Évolution du marché russe de l'édition 2003-2009 en milliards de dollars
Source : Federal Agency for Press and Mass Communication, 2010
 
 
Malgré un grand nombre de maisons d’édition, le marché est dominé par deux acteurs principaux : AST et Eksmo. Ils représentent ainsi 45 % de la production, et ont publiés plus de 600 titres par mois ces dernières années. Créé en 1990, le groupe AST publie de 1 à 5 livres en Russie, travaille avec 700 auteurs et cherche à proposer « le plus large choix possible de livres » à ses lecteurs. Il détient une dizaine de maisons d'édition et possède également ses propres imprimeries.
 
Fondé en 1991, Eksmo est un autre géant du marché de l'édition qui est présent dans les différents secteurs de l'industrie du livre, vente comprise. Avec ses 8 centres régionaux de distribution et environ 2 000 partenaires de vente, l'entreprise est le plus grand distributeur du secteur de l'édition. Son catalogue présente plusieurs best-sellers d'auteurs étrangers et russes. Darya Donstova, la reine du polar russe, était l'auteur la plus populaire de Russie en 2010, tandis que Tatiana Ustinova, également chez Eksmo, était classée 4ème sur la liste des auteurs les plus lus.
 
Les plus petites maisons d'édition à succès sont généralement plus spécialisées. Par exemple :  Rosman est l'éditeur de livres pour enfants le plus présent, marché qui tend à se développer de manière importante ; Piter, l’un des trois principaux éditeurs basés à Saint-Pétersbourg, cherche quant à lui à étendre ses activités à d’autres secteurs et plus particulièrement sur les plateformes numériques ; pour GLAS, l’objectif est de promouvoir les auteurs russes à l’étranger tandis que Terra a le monopole sur le marché de l’édition de luxe et de collection. L’un de ses récents ouvrages est un « bijou » en deux volumes, intitulé Baltic Fairy Tales, dont la couverture est recouverte d’or et d’ambre et dont le prix atteint 7 000 $.

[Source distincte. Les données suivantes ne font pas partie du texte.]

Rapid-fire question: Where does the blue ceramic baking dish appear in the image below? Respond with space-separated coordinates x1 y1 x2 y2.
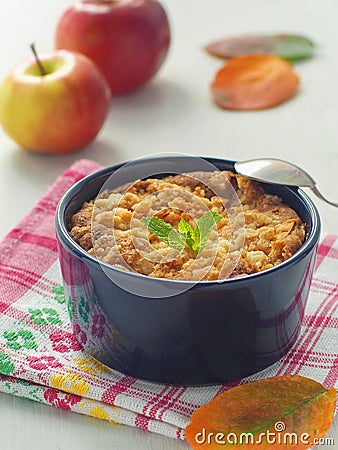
55 156 321 385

De manière générale, ces différentes sociétés d’édition, pour la plupart établies après la chute de l’Union Soviétique, constituent, comme le mentionne Publishers Weekly, « un groupe jeune et ambitieux ».

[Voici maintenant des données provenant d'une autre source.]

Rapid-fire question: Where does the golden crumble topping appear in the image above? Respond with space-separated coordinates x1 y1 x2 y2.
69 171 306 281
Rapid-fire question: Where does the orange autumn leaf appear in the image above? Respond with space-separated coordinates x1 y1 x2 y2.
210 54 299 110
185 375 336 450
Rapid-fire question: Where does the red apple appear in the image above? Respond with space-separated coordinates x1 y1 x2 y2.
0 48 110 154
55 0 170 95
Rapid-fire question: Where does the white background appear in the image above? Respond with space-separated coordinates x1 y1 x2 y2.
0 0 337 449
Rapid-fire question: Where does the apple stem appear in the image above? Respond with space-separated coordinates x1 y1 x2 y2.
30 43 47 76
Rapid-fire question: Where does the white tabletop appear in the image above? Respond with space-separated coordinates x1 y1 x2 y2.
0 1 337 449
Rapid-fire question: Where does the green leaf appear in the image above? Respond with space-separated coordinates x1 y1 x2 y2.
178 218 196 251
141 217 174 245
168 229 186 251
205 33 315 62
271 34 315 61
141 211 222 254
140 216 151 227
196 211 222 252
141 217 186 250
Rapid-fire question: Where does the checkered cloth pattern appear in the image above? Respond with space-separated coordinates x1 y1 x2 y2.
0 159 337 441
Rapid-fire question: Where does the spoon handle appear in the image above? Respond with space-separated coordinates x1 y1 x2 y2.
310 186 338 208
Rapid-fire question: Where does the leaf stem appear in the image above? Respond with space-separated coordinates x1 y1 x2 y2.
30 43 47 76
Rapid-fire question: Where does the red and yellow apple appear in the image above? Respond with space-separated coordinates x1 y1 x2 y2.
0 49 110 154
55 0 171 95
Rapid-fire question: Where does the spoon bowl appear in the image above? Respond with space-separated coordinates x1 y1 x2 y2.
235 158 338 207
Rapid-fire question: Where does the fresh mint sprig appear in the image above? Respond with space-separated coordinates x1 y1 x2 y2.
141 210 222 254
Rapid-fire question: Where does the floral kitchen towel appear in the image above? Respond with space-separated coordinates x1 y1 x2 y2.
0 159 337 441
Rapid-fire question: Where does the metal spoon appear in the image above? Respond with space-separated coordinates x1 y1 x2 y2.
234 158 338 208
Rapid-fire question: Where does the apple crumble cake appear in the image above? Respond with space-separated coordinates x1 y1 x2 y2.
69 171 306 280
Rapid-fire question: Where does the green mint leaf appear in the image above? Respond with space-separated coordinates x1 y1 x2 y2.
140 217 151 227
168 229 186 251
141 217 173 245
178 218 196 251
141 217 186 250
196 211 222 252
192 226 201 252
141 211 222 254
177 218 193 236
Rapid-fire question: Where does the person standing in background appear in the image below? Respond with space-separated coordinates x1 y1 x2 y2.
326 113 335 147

Les 10 plus grands éditeurs russes en 2010 (par nombres de titres publiés)
Source : The Russian Book Union, 2011
 
Malgré le grand nombre de sociétés d’édition, l’industrie reste strictement concentrée à Moscou et Saint-Pétersbourg. Dans un pays aussi vaste que la Russie, cela engendre un coût de transport supplémentaire pour les livres vendus en dehors de ces deux « cœurs de l’édition ». Le prix des livres demeure toutefois très bas : en 2010, un livre de poche coûte en moyenne 3,30 € et les livres reliés 5,50 €. Le prix des e-books varie lui entre 10 et 30 % de celui d’un imprimé.

 
Source : Federal Agency for Press and Mass Communication, 2010 
 
Bien que la vente en ligne d’ouvrages puisse être un moyen de résoudre les problèmes dus aux longues distances et satisfaire les lecteurs situés en province, où les librairies sont souvent mal approvisionnées, l’achat en ligne ne représente pour l’instant que 8 % des ventes. La plus grande partie des achats (39 %) se fait en effet chez des libraires indépendants, même si les grandes chaînes ont rapidement conquis plus de 20 % des ventes globales.
 
 
 
Source : Federal Agency for Press and Mass Communication, 2010
 
Top Kniga est la chaîne de librairies la plus importante avec 548 points de vente. Viennent ensuite AST et Eksmo avec respectivement 310 et 99 magasins. Dans le top 5 du classement, on trouve également l'administration de Moscou(1) qui possède 42 librairies dans la ville.
 
Les plus grandes chaînes de librairies, Avril 2010


Source : Federal Agency for Press and Mass Communication, 2010
 
Ozon.ru, qualifié d’Amazon russe par Publishers Weekly, est la librairie en ligne la plus conséquente, avec 350 000 titres disponibles, et représente 50 % des ventes totales en ligne. Biblio-Globus offre lui le deuxième plus large choix d’ouvrages sur Internet. La société détient également la célèbre librairie homonyme située à quelques pas de la Place Rouge de Moscou. Créée en 1957, elle est en effet la plus importante d’Europe avec 10 000 visiteurs par jour.
 
Les principales plateformes de ventes en ligne, Avril 2010


Source : Federal Agency for Press and Mass Communication, 2010

 
Bien que le marché des e-books soit encore insignifiant, représentant seulement 2 % des ventes réalisées en ligne, un développement rapide du marché est attendu prochainement. De nombreux éditeurs se montrent très intéressés par les nouvelles plateformes numériques pour éditer et distribuer leurs ouvrages. Plusieurs d’entre eux, dont LitRes qui est le plus gros fournisseurs de contenus numériques en Russie avec 45 000 e-books, déplorent cependant le manque de législation anti-piratage. D’après Publishers Weekly, LitRes a d’ailleurs intenté plusieurs procès envers différentes parties, et fait pression sur le gouvernement pour que des lois appropriées soient mises en place. L’une des conséquences de ce flou législatif est la crainte des éditeurs étrangers de vendre leurs titres aux éditeurs russes. Pour Arkady Vitrouk, PDG d’Azbooka-Atticus, la principale raison est le faible prix des e-books sur le marché russe.
 
L’autre priorité de l’industrie russe de l’édition est de percer sur les marchés internationaux, et ce au-delà du territoire formé par l’ex-URSS. L’un des objectifs de l’Agence fédérale pour la presse et la communication est ainsi de donner une place à la Russie sur la carte de l’édition mondiale. D’autant que plusieurs éditeurs russes cherchent à promouvoir les auteurs contemporains nationaux auprès du public international. Pour Publishers Weekly, le sentiment général est qu’ « il est grand temps pour le monde de quitter Tolstoï, Dostoïevski et Tchekhov pour des voix nouvelles ».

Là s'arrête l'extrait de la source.